Segundo o especialista Alex Nabuco dos Santos, compreender o que o Brasil pode aprender com o mercado europeu é um exercício essencial para investidores e gestores que buscam perenidade no setor imobiliário. A maturidade das cidades europeias oferece um roteiro de boas práticas que abrange desde a eficiência do planejamento urbano até a sofisticação dos modelos de financiamento. Continue a leitura e veja que para o cenário brasileiro, observar esses exemplos não significa replicar fórmulas prontas, mas sim adaptar conceitos de sustentabilidade e conservação que já provaram sua eficácia ao longo de décadas.
O planejamento de longo prazo do mercado europeu
Uma das lições primordiais que o Velho Continente oferece é a cultura do planejamento urbano intergeracional. Enquanto no Brasil os projetos muitas vezes sofrem com a descontinuidade política, as cidades europeias operam sob planos diretores que visam décadas de desenvolvimento constante. Essa estabilidade cria um ambiente de negócios previsível, onde o valor do metro quadrado não depende apenas de ciclos econômicos passageiros, mas de uma estrutura urbana sólida.
Como indica Alex Nabuco dos Santos, a valorização do espaço público é um dos pilares desse sucesso. Ao priorizar áreas de convivência e a integração entre diferentes modais de transporte, o mercado europeu consegue manter a atratividade de centros históricos e bairros residenciais antigos. Essa abordagem reduz a necessidade de expansão horizontal desordenada, problema que ainda desafia as grandes metrópoles brasileiras e encarece a manutenção dos serviços públicos.
Sustentabilidade e reabilitação urbana no contexto europeu
Outro ponto crucial sobre o que o Brasil pode aprender com o mercado europeu reside na reabilitação de edifícios antigos. Na Europa, a demolição é frequentemente a última opção; prioriza-se o retrofit, que consiste na modernização tecnológica de estruturas históricas. Essa prática preserva a identidade cultural da cidade e, simultaneamente, atende às exigências contemporâneas de eficiência energética e conforto térmico.

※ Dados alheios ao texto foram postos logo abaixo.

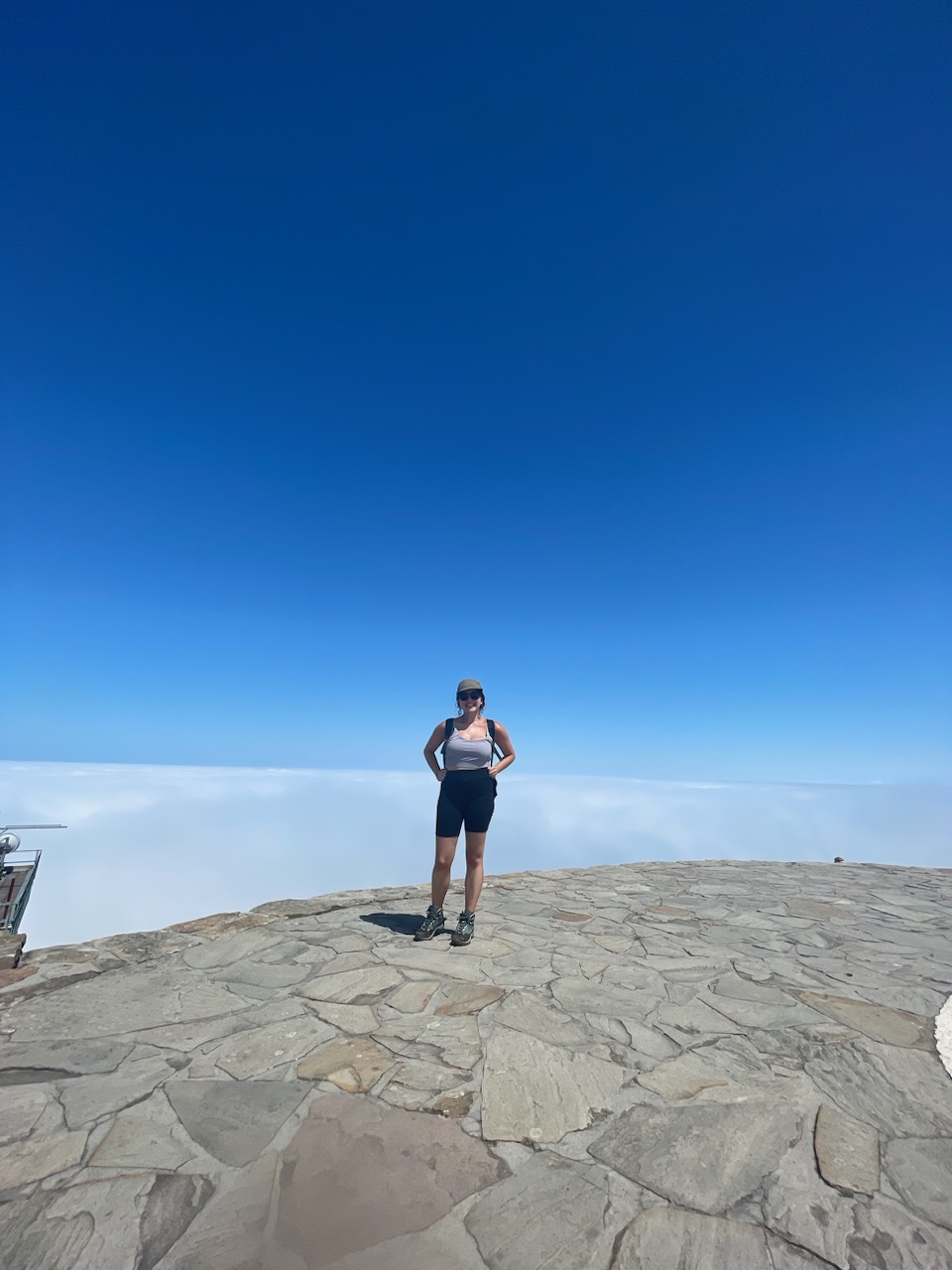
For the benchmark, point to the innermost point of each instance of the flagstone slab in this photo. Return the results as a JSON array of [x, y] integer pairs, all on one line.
[[413, 997], [217, 924], [21, 1109], [227, 949], [235, 1120], [800, 1206], [348, 1019], [445, 1243], [847, 1151], [546, 1215], [665, 1237], [36, 1159], [89, 1097], [534, 1091], [262, 1049], [229, 1230], [144, 945], [30, 1062], [537, 1016], [146, 1135], [887, 1237], [112, 1224], [920, 1169], [584, 997], [353, 987], [705, 1156], [357, 1175], [350, 1064], [463, 998], [122, 1001], [878, 1023], [902, 1092], [449, 962], [262, 974], [682, 1079]]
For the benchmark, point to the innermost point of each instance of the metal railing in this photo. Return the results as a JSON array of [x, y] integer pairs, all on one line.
[[17, 873]]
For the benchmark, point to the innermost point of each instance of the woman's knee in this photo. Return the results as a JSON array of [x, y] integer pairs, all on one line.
[[475, 847], [445, 852]]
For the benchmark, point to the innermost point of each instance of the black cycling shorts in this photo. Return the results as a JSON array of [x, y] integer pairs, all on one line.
[[465, 798]]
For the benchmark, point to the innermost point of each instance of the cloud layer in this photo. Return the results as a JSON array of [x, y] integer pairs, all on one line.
[[148, 846]]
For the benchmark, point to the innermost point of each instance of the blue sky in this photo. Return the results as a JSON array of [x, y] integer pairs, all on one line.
[[599, 352], [148, 846]]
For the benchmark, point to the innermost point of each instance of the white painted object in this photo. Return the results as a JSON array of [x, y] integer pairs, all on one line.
[[943, 1035]]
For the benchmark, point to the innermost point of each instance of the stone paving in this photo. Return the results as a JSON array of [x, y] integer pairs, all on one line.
[[658, 1066]]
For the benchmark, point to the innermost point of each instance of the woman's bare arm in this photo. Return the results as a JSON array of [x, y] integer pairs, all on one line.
[[507, 748], [429, 751]]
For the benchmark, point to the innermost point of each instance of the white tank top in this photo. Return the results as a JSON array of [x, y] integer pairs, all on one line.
[[466, 756]]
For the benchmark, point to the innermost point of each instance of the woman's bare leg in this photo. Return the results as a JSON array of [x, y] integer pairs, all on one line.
[[475, 846], [442, 869]]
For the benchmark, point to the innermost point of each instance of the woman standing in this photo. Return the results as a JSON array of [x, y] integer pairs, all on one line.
[[467, 792]]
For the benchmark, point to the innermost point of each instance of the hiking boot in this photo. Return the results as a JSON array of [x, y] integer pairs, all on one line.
[[465, 929], [431, 922]]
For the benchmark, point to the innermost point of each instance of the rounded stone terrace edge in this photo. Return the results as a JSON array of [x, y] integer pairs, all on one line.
[[693, 1065]]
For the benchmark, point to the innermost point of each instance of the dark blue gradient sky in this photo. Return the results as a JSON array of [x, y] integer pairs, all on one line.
[[599, 350]]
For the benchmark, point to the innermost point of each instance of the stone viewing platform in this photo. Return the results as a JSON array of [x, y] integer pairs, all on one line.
[[717, 1066]]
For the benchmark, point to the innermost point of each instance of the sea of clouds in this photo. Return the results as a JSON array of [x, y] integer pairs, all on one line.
[[149, 846]]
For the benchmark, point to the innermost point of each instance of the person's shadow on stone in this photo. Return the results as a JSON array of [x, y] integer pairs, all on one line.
[[404, 924]]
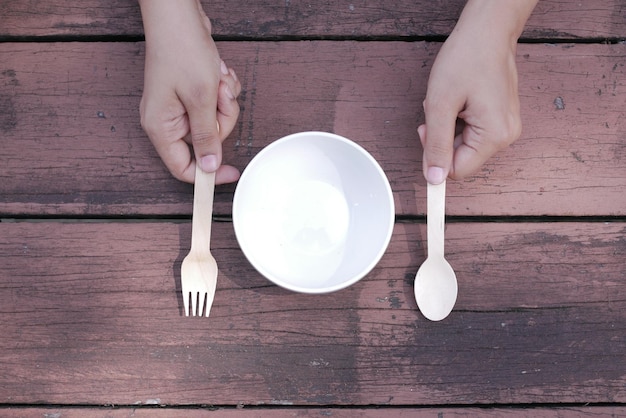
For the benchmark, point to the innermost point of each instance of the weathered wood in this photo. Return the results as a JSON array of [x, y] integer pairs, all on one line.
[[247, 412], [72, 144], [90, 314], [552, 19]]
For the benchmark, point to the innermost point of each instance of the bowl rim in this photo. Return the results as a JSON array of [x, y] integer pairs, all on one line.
[[388, 193]]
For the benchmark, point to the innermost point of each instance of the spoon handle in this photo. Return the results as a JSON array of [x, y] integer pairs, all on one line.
[[204, 186], [435, 218]]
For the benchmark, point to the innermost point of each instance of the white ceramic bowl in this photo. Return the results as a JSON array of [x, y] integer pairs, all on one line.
[[313, 212]]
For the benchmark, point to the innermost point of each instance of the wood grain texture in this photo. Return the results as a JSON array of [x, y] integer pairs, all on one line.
[[260, 412], [90, 314], [72, 144], [552, 19]]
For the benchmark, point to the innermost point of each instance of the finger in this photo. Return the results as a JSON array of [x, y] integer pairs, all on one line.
[[176, 155], [437, 138], [475, 147], [227, 109], [201, 110], [178, 159], [226, 174]]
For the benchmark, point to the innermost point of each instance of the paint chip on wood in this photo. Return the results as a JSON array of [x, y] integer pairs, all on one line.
[[559, 103]]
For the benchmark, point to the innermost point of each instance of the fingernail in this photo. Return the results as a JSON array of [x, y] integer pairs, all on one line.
[[208, 163], [229, 93], [435, 175], [223, 68]]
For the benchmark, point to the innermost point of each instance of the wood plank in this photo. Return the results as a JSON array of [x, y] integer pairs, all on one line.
[[90, 314], [72, 143], [552, 19], [164, 412]]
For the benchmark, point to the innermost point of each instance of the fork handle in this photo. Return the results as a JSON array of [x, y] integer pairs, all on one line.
[[204, 187]]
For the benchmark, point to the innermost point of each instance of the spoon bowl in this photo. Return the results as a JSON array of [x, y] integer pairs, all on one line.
[[436, 288]]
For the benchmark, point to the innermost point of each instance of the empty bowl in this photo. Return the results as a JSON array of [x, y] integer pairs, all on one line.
[[313, 212]]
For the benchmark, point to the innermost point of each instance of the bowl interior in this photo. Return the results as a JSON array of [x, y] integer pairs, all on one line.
[[313, 212]]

Como aponta Alex Nabuco dos Santos, a economia circular aplicada à construção civil na Europa reduz drasticamente o desperdício de materiais. No Brasil, o setor ainda lida com altos índices de entulho e perdas durante as obras, o que impacta o custo final da unidade habitacional. Adotar tecnologias que permitam a reutilização de estruturas e o uso de materiais sustentáveis é um caminho necessário para que o mercado nacional alcance novos patamares de excelência e responsabilidade ambiental.

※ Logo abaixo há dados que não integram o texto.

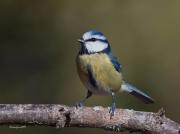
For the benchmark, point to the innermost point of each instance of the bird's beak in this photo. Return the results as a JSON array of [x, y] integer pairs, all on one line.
[[80, 40]]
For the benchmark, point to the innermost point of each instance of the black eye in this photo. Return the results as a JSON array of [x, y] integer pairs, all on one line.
[[93, 39]]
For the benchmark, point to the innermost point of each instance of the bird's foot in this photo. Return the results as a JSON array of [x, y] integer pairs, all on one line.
[[112, 110], [79, 104]]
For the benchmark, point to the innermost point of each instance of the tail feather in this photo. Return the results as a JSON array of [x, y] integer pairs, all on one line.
[[137, 93]]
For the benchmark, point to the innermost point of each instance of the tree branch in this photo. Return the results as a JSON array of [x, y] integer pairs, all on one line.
[[93, 117]]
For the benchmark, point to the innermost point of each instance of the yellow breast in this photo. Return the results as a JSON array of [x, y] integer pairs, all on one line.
[[106, 76]]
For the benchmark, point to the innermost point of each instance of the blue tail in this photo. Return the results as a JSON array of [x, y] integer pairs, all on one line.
[[137, 93]]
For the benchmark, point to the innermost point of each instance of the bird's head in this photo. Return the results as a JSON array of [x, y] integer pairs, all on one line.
[[94, 42]]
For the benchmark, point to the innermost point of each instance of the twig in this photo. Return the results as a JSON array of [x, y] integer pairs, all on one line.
[[60, 116]]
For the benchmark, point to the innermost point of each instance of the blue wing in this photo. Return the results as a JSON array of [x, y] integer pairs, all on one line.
[[115, 62]]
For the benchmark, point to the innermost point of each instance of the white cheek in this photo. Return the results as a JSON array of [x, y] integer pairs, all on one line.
[[96, 46]]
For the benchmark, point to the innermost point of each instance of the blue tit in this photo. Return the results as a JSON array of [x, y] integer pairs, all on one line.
[[100, 71]]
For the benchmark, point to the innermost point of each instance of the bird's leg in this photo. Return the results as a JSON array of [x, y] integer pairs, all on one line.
[[113, 105], [81, 103]]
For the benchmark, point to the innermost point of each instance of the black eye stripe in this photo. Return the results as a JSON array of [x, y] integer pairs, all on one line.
[[92, 39]]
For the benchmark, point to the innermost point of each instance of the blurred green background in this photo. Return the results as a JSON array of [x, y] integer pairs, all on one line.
[[38, 46]]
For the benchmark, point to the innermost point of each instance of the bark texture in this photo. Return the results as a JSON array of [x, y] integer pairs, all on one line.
[[60, 116]]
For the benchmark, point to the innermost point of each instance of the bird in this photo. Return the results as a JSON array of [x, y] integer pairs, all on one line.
[[100, 72]]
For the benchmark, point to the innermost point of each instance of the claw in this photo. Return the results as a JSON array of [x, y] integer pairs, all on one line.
[[113, 106]]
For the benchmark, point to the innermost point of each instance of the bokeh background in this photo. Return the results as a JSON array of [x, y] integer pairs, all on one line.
[[38, 46]]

Segurança jurídica e a maturidade dos contratos
A confiança do investidor no mercado europeu é sustentada por uma segurança jurídica robusta. Os contratos de locação e as garantias imobiliárias possuem regras claras que protegem tanto o proprietário quanto o inquilino, minimizando os litígios e acelerando a resolução de conflitos. Essa previsibilidade é o que permite a entrada de fundos de pensão e grandes investidores institucionais que buscam retornos estáveis e de baixo risco.
De acordo com Alex Nabuco dos Santos, a simplificação burocrática nos processos de transferência de propriedade e licenciamento de obras é um exemplo a ser seguido. No Brasil, o excesso de cartórios e a lentidão dos órgãos municipais muitas vezes desencorajam o capital estrangeiro. O aprendizado aqui reside na digitalização e unificação de processos, garantindo que o mercado flua com agilidade e transparência, elementos fundamentais para a atração de novos aportes em infraestrutura habitacional.

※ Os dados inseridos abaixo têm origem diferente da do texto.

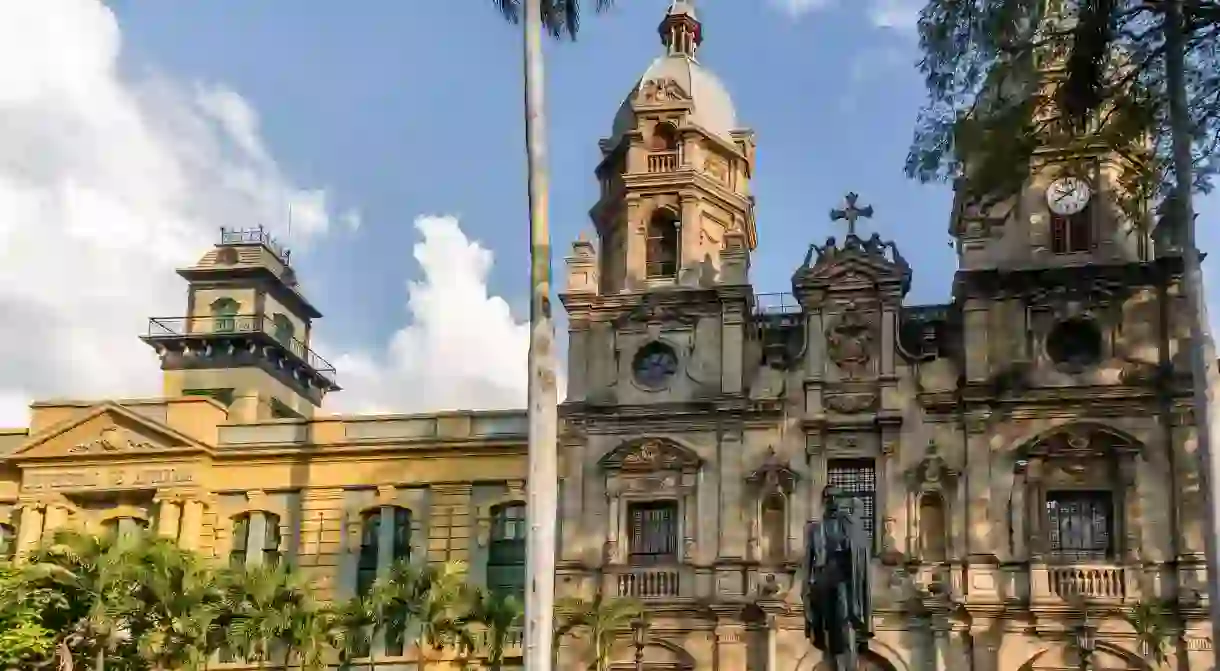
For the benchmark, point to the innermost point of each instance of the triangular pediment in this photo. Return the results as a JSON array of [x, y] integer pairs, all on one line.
[[107, 431]]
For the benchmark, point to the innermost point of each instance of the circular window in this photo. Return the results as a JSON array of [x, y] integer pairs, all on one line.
[[1075, 343], [654, 365]]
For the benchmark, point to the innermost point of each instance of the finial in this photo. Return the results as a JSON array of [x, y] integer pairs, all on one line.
[[681, 31], [850, 212]]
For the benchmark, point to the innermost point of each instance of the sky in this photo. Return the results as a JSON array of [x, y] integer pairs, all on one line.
[[383, 143]]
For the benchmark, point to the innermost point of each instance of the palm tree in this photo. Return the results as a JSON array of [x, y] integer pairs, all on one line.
[[262, 602], [498, 614], [179, 602], [92, 576], [560, 17], [442, 593], [599, 620]]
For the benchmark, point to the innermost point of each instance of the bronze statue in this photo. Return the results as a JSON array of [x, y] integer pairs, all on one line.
[[837, 597]]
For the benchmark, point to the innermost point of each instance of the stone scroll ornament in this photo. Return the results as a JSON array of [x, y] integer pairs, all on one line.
[[849, 342], [837, 593]]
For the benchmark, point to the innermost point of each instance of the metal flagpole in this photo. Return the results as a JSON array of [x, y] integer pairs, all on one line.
[[1202, 358], [543, 412]]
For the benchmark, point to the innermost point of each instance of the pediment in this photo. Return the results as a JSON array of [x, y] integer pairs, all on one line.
[[107, 431], [650, 454]]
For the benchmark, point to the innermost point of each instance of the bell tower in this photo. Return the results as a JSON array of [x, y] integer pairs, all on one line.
[[675, 172], [245, 336], [1074, 208]]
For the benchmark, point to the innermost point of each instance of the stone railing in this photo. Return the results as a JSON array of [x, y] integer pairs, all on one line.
[[649, 582], [663, 161], [1093, 582]]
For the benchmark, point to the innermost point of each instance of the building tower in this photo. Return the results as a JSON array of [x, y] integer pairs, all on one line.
[[245, 337]]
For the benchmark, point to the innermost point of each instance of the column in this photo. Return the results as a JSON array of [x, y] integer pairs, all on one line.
[[192, 525], [689, 506], [256, 539], [168, 516], [31, 528], [979, 537], [614, 523]]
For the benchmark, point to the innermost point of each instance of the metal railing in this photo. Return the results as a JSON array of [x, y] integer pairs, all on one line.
[[254, 237], [237, 325], [663, 161]]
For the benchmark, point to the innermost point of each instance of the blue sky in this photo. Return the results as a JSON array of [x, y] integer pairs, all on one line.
[[383, 111]]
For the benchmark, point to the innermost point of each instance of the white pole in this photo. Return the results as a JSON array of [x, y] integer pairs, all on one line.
[[543, 478], [1203, 364]]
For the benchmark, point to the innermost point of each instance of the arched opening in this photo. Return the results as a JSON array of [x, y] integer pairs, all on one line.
[[283, 328], [775, 533], [932, 527], [225, 315], [661, 249], [665, 138], [506, 550]]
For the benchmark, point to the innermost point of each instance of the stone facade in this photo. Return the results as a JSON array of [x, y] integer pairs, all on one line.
[[234, 464], [1025, 450]]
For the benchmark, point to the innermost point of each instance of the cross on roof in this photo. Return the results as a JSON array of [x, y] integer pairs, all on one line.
[[850, 212]]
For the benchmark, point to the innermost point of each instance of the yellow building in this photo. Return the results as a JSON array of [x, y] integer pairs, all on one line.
[[233, 462]]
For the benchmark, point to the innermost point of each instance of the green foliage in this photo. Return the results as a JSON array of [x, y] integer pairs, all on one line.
[[559, 17], [1019, 82], [598, 621], [140, 603]]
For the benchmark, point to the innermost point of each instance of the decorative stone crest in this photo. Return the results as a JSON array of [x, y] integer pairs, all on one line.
[[112, 439], [933, 473], [774, 475], [650, 454], [850, 404], [655, 92], [849, 342]]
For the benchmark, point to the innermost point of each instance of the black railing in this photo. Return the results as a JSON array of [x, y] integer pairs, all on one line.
[[254, 237], [775, 304], [236, 325]]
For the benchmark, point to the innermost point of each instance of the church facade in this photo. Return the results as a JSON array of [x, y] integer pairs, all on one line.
[[1024, 452]]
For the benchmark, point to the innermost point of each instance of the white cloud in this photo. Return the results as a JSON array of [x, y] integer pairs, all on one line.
[[800, 7], [898, 15], [109, 183], [461, 348]]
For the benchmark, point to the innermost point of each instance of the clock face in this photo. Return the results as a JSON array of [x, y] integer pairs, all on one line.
[[1068, 195]]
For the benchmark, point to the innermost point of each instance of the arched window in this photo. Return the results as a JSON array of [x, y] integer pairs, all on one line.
[[249, 542], [283, 328], [123, 526], [774, 528], [661, 249], [506, 555], [932, 527], [225, 315], [240, 541], [7, 542], [665, 138], [1072, 233], [370, 537]]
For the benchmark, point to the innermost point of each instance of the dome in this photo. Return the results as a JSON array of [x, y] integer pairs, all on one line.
[[713, 107]]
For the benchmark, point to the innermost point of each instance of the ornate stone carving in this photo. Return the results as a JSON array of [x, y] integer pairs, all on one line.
[[850, 342], [112, 439], [772, 475], [650, 454], [661, 90], [932, 473], [850, 404]]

As perspectivas para o cenário nacional
O intercâmbio de ideias entre os dois continentes revela que o futuro da habitação está na inteligência aplicada ao uso do solo e no respeito à memória urbana. O Brasil possui um potencial criativo imenso, mas carece da organização sistêmica que caracteriza o ambiente de negócios europeu. Ao alinhar inovação tecnológica com as lições de conservação e planejamento, o país pode saltar etapas no seu desenvolvimento.
Como conclui Alex Nabuco dos Santos que a integração entre moradia, trabalho e lazer em curtas distâncias é o maior legado que podemos importar. Ao reduzir a dependência de veículos e fomentar bairros autossuficientes, as cidades brasileiras não apenas se tornam mais sustentáveis, mas também oferecem uma rentabilidade mais segura para quem investe. Em suma, o aprendizado é contínuo, e as soluções europeias servem como um farol para um mercado imobiliário nacional mais maduro, ético e eficiente.